Clearly lay out what behavior will not be tolerated. This can be as obvious as pornography viewing on duty (or even off duty on a government-issued device), or as “gray” as limiting personal communications only to family emergencies.
In Connell as well as in many other communities, employees can use their city-issued phones for some personal use as long as it doesn't add to maintenance costs, and/or if they agree to pick up the tab for additional accrued costs. However, employees also have a limited expectation of privacy in the use of employer-issued devices, as the US Supreme Court ruled in City of Ontario v. Quon in 2010.
BYOD policies are a little different. These should stipulate:
- What devices are permitted. As government employees, everyone in your agency may need to adhere to any policy already in place for your city, county or state. Devices that are allowed can affect any support issues officers may have with connecting to work email or other internal resources, as well as potential security issues.

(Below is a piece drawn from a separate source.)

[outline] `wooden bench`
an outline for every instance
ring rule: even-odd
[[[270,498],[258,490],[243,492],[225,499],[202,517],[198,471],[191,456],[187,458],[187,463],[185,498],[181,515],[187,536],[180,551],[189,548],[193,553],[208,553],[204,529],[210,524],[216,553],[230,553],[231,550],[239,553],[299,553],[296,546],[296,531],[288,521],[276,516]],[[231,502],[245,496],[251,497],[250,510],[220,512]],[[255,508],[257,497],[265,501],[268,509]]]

- What apps are permitted. Especially on Android devices, it’s possible that some apps may not be as secure as you’d like them to be when a device is accessing your network.
A BYOD policy should also include language that allows the agency or government to search the employee’s device. There should be cause to do so, of course, and the policy should state that the scope of a search will be limited to relevant data (not a wholesale scouring of employee personal data, which could leave you liable if you uncover personal health information or other protected data). This part of the policy should also cover what happens when employees leave the department.
Employees should also be compelled to turn over any evidentiary data on their personal devices as soon as possible after obtaining it. It may be, in some situations, that a personal device is the only means of recording a crime scene, a victim’s injuries, a confrontation of some kind, or other evidence. But policy should dictate when this type of use is allowable and what should happen to the evidence following the recording.
Policy should also dictate how to handle mobile devices in certain situations, like officer-involved shootings or other use of force encounters. It may be that the device contains no evidence. Then again, the nature of text messages or other communications can help to establish an officer’s frame of mind leading up to an encounter.